Das Bruttoinlandsprodukt (BIP) stieg im zweiten Quartal aufs Jahr hochgerechnet um 2,1 Prozent, wie das US-Handelsministerium am Mittwoch in einer zweiten Schätzung mitteilte. In vorläufigen Zahlen war von 2,4 Prozent die Rede gewesen. Zu Jahresbeginn lag der Zuwachs beim BIP bei 2,0 Prozent und damit nur leicht unter der Wachstumsdynamik des zweiten Quartals.

Die US-Notenbank Federal Reserve will die starke Teuerung eindämmen und hat dazu die Zinsen seit Anfang 2022 kräftig erhöht - auf die aktuelle Spanne von 5,25 bis 5,50 Prozent. Fed-Chef Jerome Powell liess zuletzt die Tür für eine weitere Anhebung offen, ohne sich jedoch festzulegen. Die US-Währungshüter möchten den Preisauftrieb in den Griff bekommen und dabei das Wirtschaftswachstum dämpfen, ohne jedoch die Konjunktur abzuwürgen. Dieses Szenario heisst im Fachjargon der Volkswirte sanfte Landung.
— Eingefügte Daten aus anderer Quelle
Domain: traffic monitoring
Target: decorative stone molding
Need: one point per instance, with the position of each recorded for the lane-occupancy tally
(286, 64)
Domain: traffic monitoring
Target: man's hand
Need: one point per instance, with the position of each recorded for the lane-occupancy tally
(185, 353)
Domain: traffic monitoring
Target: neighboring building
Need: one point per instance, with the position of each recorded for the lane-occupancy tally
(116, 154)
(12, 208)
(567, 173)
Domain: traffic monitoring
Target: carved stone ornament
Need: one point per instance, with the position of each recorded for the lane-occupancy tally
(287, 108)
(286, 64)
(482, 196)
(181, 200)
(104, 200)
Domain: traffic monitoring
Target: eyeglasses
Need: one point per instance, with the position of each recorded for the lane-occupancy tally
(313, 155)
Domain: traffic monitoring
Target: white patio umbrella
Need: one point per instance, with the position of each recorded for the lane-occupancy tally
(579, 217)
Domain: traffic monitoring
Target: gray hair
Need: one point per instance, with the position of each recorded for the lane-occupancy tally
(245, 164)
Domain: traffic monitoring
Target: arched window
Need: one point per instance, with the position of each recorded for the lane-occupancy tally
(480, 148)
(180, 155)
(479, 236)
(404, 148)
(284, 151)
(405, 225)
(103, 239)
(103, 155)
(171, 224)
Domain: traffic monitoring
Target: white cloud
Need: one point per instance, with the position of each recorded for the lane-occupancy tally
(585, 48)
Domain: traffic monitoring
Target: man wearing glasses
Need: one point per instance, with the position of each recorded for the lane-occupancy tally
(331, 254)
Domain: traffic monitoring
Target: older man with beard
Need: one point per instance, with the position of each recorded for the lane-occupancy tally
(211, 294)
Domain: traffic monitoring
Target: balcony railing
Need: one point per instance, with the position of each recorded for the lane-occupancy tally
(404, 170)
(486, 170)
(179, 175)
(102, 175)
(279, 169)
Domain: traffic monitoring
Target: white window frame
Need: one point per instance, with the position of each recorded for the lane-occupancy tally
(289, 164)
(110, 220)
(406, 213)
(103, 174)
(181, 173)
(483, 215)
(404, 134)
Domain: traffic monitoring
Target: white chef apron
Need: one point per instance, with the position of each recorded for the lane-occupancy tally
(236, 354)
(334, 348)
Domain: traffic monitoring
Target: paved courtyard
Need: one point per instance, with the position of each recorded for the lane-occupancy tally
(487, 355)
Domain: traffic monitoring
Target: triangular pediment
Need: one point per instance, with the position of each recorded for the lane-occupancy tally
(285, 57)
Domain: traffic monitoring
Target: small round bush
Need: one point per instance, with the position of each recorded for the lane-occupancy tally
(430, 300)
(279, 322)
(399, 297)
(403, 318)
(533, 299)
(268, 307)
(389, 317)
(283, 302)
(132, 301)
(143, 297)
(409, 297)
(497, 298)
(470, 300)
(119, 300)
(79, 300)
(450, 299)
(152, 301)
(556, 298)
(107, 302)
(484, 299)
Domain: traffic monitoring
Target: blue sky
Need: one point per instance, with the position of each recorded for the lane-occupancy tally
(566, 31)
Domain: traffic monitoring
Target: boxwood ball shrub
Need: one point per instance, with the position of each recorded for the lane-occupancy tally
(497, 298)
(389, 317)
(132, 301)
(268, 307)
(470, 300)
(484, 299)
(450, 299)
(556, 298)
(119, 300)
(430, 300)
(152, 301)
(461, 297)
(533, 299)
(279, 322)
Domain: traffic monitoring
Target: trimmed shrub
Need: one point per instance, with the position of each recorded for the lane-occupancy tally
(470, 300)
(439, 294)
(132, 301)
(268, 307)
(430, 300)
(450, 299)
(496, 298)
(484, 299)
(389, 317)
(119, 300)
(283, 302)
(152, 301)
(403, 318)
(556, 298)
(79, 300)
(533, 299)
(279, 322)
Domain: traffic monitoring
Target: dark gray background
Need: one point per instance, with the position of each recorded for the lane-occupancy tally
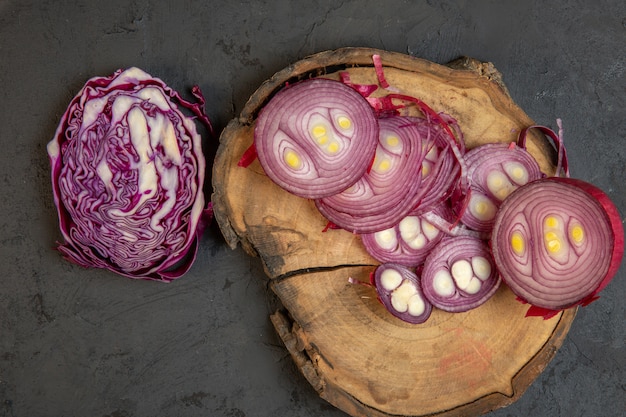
(76, 342)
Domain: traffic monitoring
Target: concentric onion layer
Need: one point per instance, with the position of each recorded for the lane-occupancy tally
(556, 243)
(399, 289)
(393, 186)
(440, 169)
(459, 274)
(494, 171)
(316, 138)
(408, 242)
(127, 176)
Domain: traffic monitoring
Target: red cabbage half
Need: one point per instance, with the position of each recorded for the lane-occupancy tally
(127, 177)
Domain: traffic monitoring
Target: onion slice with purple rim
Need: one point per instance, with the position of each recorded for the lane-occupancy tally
(494, 171)
(405, 170)
(316, 138)
(127, 176)
(399, 290)
(459, 274)
(557, 243)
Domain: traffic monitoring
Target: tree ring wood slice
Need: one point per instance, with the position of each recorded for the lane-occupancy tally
(352, 351)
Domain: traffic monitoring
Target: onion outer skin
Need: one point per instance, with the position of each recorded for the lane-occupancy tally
(596, 278)
(380, 200)
(131, 187)
(283, 127)
(384, 296)
(442, 257)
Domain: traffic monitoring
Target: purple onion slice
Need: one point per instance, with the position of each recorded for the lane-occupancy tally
(392, 187)
(408, 242)
(399, 290)
(459, 274)
(557, 242)
(494, 171)
(316, 138)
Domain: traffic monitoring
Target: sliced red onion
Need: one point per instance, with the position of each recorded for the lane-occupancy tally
(399, 290)
(494, 171)
(441, 167)
(558, 242)
(408, 169)
(459, 274)
(316, 138)
(408, 242)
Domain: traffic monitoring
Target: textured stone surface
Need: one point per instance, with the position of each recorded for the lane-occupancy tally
(86, 342)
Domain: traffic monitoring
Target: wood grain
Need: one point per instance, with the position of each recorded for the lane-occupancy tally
(352, 351)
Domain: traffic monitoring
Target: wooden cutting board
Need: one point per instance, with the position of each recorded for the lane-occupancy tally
(352, 351)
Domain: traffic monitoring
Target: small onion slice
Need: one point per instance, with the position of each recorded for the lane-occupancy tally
(316, 138)
(399, 290)
(494, 171)
(392, 187)
(408, 242)
(557, 243)
(459, 274)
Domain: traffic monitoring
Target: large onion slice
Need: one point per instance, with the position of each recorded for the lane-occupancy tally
(557, 242)
(399, 289)
(409, 241)
(459, 274)
(494, 171)
(316, 138)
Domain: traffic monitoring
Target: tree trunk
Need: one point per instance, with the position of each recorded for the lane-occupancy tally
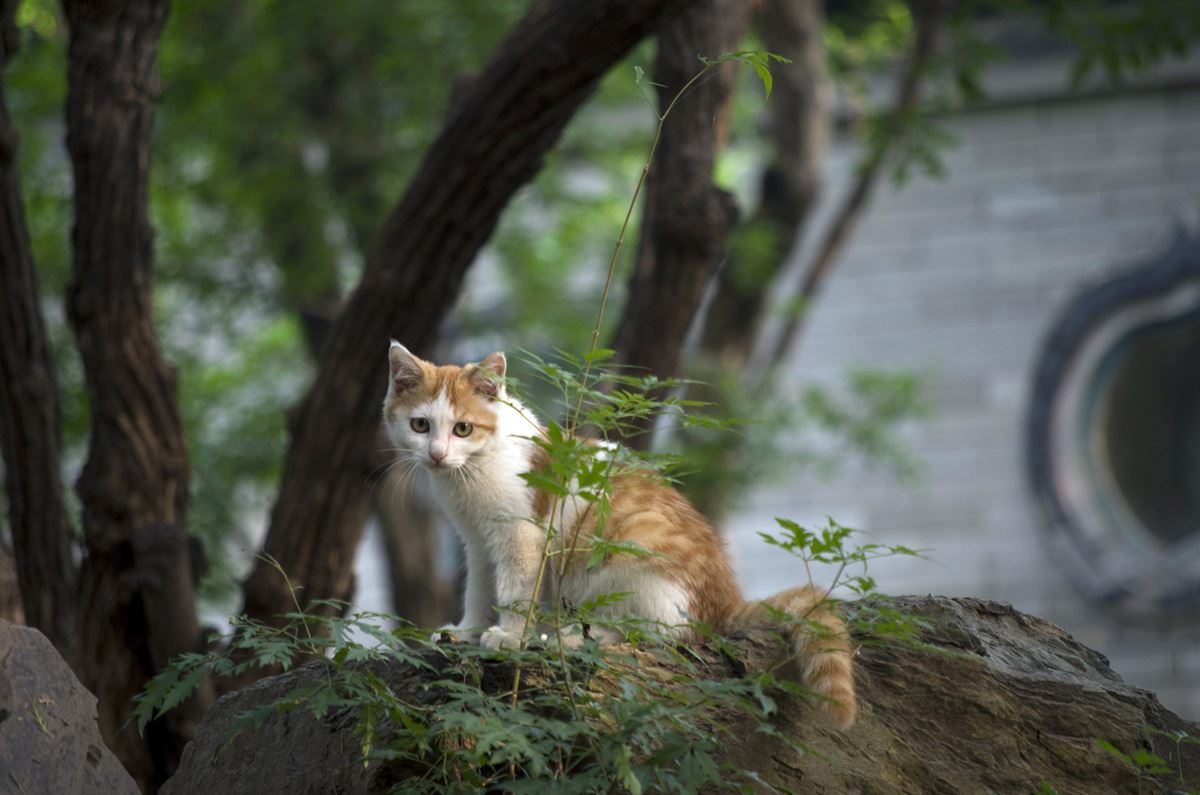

Powell betonte jüngst in einer viel beachteten Rede auf dem Notenbanksymposium in Jackson Hole, die Währungshüter achteten auf Anzeichen dafür, dass sich die Wirtschaft möglicherweise nicht wie erwartet abkühle. Bisher habe das BIP-Wachstum in diesem Jahr über den Erwartungen und auch über seinem längerfristigen Trend gelegen. Weitere Hinweise auf ein anhaltend starkes Wachstum könnten Fortschritte im Kampf gegen die Inflation gefährden und eine weitere Straffung der Geldpolitik rechtfertigen.